When our eyes meet I’m frozen, so many thoughts flitting through my mind, the most prevalent one is that he came back to me. Colton is awake and alive and back with me. Our eyes remain locked and I can see the confusion flicker through his at a lightning pace and the unknown warring within.
“Hi there,” I offer on a shaky smile, and I’m not sure why a part of me is nervous. Colton licks his lips and closes his eyes momentarily which causes me to panic that he’s been pulled back under. To my relief he reopens them with a squint and parts his mouth to speak, but nothing comes out.

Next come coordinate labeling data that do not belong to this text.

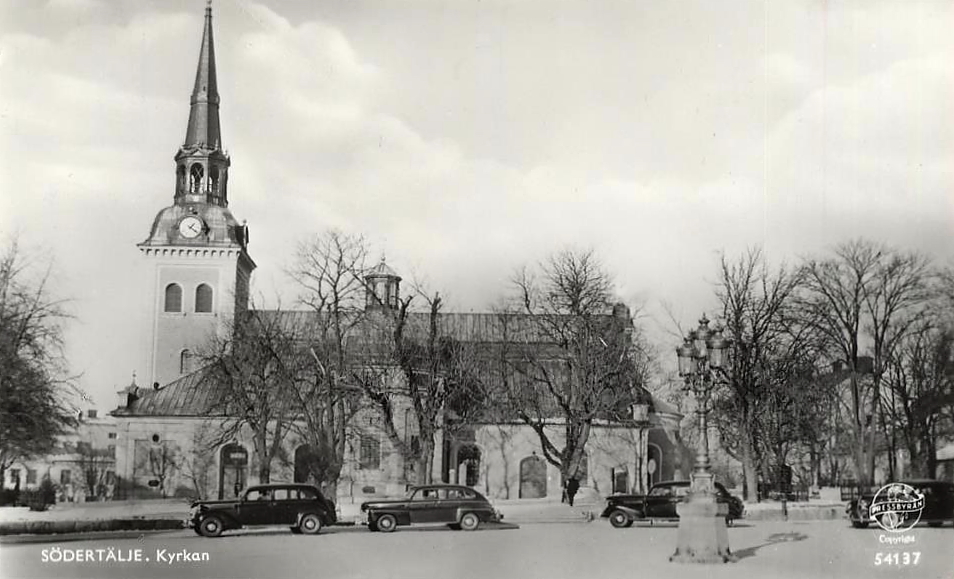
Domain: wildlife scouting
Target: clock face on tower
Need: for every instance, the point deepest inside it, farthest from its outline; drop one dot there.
(191, 227)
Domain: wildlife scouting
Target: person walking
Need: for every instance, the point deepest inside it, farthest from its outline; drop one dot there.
(572, 486)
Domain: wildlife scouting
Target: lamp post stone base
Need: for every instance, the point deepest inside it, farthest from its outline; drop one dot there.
(702, 537)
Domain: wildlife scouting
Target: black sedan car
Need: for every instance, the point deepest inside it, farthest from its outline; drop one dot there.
(938, 503)
(302, 507)
(660, 504)
(459, 507)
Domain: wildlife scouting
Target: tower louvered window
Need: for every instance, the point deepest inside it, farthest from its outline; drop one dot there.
(173, 298)
(203, 299)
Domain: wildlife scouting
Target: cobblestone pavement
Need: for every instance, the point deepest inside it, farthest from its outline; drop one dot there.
(577, 550)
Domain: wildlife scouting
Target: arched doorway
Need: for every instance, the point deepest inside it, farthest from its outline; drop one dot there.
(620, 476)
(233, 470)
(468, 461)
(533, 478)
(653, 464)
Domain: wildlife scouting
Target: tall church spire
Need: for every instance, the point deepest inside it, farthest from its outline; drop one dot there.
(201, 164)
(203, 127)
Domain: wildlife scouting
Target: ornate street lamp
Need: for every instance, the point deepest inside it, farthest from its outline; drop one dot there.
(702, 536)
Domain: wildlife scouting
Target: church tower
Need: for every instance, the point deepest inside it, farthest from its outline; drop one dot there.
(197, 251)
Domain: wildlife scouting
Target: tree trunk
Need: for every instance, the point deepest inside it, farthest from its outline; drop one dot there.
(749, 471)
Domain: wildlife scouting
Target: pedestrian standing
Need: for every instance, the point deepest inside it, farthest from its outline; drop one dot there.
(572, 486)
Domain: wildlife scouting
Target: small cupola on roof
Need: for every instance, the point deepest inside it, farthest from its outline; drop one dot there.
(382, 287)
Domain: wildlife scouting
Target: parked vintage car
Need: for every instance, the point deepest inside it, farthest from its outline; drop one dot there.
(302, 507)
(660, 504)
(938, 503)
(459, 507)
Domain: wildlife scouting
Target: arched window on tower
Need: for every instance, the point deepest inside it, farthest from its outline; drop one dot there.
(203, 299)
(195, 178)
(185, 362)
(214, 181)
(173, 298)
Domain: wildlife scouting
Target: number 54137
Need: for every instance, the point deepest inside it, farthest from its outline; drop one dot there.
(898, 558)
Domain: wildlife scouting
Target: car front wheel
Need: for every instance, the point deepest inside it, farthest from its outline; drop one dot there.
(386, 523)
(620, 520)
(211, 526)
(469, 522)
(310, 524)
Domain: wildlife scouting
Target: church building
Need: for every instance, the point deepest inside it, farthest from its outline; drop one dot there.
(200, 271)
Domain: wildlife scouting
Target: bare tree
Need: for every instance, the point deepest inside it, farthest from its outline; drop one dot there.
(574, 362)
(197, 466)
(864, 298)
(163, 463)
(420, 369)
(34, 382)
(754, 302)
(919, 386)
(328, 268)
(93, 464)
(252, 371)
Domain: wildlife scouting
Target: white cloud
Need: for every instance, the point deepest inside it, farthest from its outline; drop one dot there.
(467, 140)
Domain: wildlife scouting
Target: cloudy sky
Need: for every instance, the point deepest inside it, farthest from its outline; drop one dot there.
(467, 137)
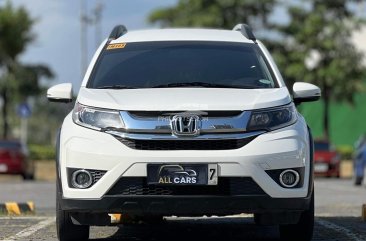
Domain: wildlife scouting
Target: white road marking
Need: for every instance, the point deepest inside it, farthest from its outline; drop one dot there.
(31, 230)
(351, 235)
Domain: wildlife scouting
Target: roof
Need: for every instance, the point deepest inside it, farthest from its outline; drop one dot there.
(182, 35)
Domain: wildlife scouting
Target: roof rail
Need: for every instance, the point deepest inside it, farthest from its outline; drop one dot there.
(117, 32)
(246, 31)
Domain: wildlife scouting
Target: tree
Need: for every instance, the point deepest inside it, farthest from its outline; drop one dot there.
(17, 81)
(213, 13)
(317, 48)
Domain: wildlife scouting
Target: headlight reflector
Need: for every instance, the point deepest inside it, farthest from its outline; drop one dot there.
(271, 119)
(96, 118)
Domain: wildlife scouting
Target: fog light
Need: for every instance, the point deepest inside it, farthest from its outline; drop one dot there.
(81, 179)
(289, 178)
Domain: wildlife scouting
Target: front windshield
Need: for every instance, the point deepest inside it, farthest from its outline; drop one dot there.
(182, 64)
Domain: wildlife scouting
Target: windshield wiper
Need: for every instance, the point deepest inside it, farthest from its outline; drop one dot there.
(204, 84)
(115, 87)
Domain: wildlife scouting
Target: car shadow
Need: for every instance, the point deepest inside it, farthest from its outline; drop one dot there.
(191, 229)
(235, 229)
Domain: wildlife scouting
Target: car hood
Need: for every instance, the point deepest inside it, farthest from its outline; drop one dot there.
(173, 99)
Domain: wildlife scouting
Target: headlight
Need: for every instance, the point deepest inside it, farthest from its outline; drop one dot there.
(271, 119)
(95, 118)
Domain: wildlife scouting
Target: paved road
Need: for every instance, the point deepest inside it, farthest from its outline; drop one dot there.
(338, 210)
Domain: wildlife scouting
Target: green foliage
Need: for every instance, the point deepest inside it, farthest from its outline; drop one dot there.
(316, 47)
(42, 152)
(213, 13)
(15, 26)
(18, 81)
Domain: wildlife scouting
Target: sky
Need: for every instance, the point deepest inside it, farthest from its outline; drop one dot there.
(57, 30)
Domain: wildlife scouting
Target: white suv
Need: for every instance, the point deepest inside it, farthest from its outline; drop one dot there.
(184, 122)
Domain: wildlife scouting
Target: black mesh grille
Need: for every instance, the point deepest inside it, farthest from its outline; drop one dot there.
(232, 186)
(227, 144)
(97, 174)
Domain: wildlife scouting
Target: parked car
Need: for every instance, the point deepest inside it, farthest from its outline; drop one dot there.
(327, 159)
(184, 122)
(14, 159)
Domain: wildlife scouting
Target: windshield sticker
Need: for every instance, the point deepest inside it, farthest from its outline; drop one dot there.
(116, 46)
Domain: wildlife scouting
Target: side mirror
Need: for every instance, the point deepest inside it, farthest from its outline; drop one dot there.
(305, 92)
(60, 93)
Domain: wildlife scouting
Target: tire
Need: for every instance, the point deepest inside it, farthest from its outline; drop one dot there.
(303, 230)
(66, 230)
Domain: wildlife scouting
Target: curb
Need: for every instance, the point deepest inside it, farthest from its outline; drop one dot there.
(14, 208)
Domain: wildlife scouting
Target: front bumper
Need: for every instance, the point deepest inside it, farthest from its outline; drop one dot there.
(187, 205)
(88, 149)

“Shh-Shh,” I tell him, reaching out and resting my finger on his lips. “There was an accident.” His brow furrows as he tries to lift his hand but can’t, as if it’s a dead weight. He tries to angle his eyes up to figure out the thick bandages surrounding his head. “You had surgery.” His eyes widen with trepidation and I mentally chastise myself for fumbling over my words and not being clearer. The monitor beside me beeps at an accelerated pace, the noise dominating the room. “You’re okay now. You came back to me.” I can see him struggle to comprehend, and I wait for something to spark in his eyes but there is nothing. “I’m going to get the nurse.”
I reach out to pull myself off the bed and Colton’s hand that’s lying on the mattress clasps around my wrist. He shakes his head and winces with the movement. I immediately reach out to him and cradle his face with one hand, his skin paling and beads of sweat appearing on the bridge of his nose.
“Don’t move, okay?” My voice breaks when I say it, as my eyes travel the lines of his face searching to see if he’s hurt anything. As if I would know if he had.
He nods just barely and whispers in an almost absent voice, “Hurts.”
“I know it does,” I tell him as I reach across the bed and push the call button for the nurse as the hope deep within me settles into possibility. “Let me get a nurse to help with the pain, okay?”
“Ry …” His voice breaks again as the fear in it splinters in my heart. I do the only thing I know might reassure him. I lean forward and brush my lips to his cheek and just hold them there momentarily while I control the rush of emotions that hit me like a tsunami. Tears drip down my cheeks and onto his as the silent sobs surge through me. I hear a soft sigh and when I pull back, his eyes are closed and his mind lost to the blackness behind them once again.
“Is everything okay?” The nurse pulls me from my moment.
I look over at her, Colton’s face still cradled in my hand and my tears staining his lips. “He woke up …” I can’t say anything else because relief robs my words. “He woke up.”
Colton comes in and out of consciousness a couple more times over the next few days. Small moments of lucidity among a haze of confusion. Each time he tries to talk without success, and each time we try to soothe—what we assume from his racing heartbeat—are his fears, in the few minutes we have with him.